After Ilizarov received his medical degree, he was assigned to medical work in the village of Dolgovka (near Kurgan, about 140 miles east of Chelyabinsk) in western Siberia, where he was in charge of the only hospital in the region. While there—and working under the most primitive of conditions—he developed his famous external fixator (1951). The device and technique for repairing difficult fractures, and later used to lengthen limbs, involved metal rings of his own design and manufacture—2 half rings perforated with many holes. He drove Kirschner wires (named for the German surgeon Martin Kirschner [1879-1942]) through the bone, cross-inserting them above and below the fracture site, and secured the wires at the end of these metal rings. Ilizarov then aligned the broken bone fragment by manipulating the rings. After the bone fragments were in the proper position, they were immobilized by means of special rods connected to the rings. In this way, Ilizarov could not only treat fractures but also lengthen bone, correct deformities, and treat difficult bone infections.
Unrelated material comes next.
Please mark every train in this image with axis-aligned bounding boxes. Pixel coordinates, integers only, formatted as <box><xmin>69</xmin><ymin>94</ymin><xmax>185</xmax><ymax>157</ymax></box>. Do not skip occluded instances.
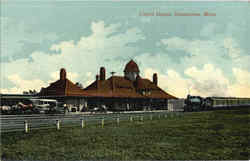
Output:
<box><xmin>183</xmin><ymin>95</ymin><xmax>250</xmax><ymax>112</ymax></box>
<box><xmin>0</xmin><ymin>98</ymin><xmax>64</xmax><ymax>115</ymax></box>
During the 1940s and 1950s, Ilizarov developed the external fixation and bone-lengthening method to treat Russian soldiers who had been wounded during World War II (1939-1945). The method is now used throughout the world to lengthen limbs, to correct deformities, and to repair fractures believed to be otherwise untreatable. Ilizarov demonstrated that bone union can be stimulated not only by compression, as previously believed, but also by the fractional distraction, or pulling apart, of bone segments.
In 1951, Ilizarov moved to Kurgan, where he had more opportunity to use his device and to develop its applications. In Kurgan, he used the device to stabilize fractures and nonunions and to investigate the effect of separation of bone on the osteoblastic reaction of bone. He became professor of orthopedics and director of the Kurgan Research Institute for Experimental Orthopedics and Traumatology.
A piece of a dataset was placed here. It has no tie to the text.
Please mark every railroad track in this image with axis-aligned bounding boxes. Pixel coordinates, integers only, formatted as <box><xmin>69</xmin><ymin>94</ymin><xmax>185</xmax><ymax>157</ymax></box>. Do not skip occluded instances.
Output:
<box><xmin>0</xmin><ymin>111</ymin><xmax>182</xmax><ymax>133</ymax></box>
Ilizarov was the first to show that distraction rather than compression causes the healing of fractures and pseudarthrosis. He observed that osteogenesis bridges the destruction gap spontaneously, new bone is rapidly remodeled to conform to the natural structure, osteogenic potential exists in skeletally mature bone, and preservation of bone marrow by corticotomy alone is an optional procedure for bone lengthening.
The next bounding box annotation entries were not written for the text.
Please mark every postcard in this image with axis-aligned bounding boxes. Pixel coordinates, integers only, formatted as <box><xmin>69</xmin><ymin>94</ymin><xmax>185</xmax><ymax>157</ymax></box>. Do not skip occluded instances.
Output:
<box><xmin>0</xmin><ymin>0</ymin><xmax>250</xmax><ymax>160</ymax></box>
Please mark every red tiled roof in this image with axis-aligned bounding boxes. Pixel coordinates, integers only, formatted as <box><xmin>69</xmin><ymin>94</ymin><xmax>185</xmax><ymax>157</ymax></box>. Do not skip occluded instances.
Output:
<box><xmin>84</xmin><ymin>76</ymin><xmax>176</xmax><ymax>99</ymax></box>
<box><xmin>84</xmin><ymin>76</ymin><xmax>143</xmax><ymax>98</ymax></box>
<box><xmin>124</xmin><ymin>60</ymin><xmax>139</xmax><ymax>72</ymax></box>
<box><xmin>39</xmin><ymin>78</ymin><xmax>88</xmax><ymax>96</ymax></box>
Ilizarov’s important work and his fixator were generally ignored by the Russian medical community until about 1967, when the Olympic champion high jumper Valery Brumel (1942- ) became one of Ilizarov’s patients after being injured in a motorcycle accident. Brumel sustained a compound fracture of the left tibia and fibula. The wound was contaminated, and as a result of osteomyelitis, the lower segment of the fibula was destroyed. Brumel went to Kurgan to be treated by Ilizarov. Ilizarov osteotomized the fibula and distracted it down to the level of the lateral malleolus, thereby creating a new lateral part of the ankle. A year later, Brumel resumed his athletic activities.
Ilizarov died in Kurgan in 1992, at the age of 71 years.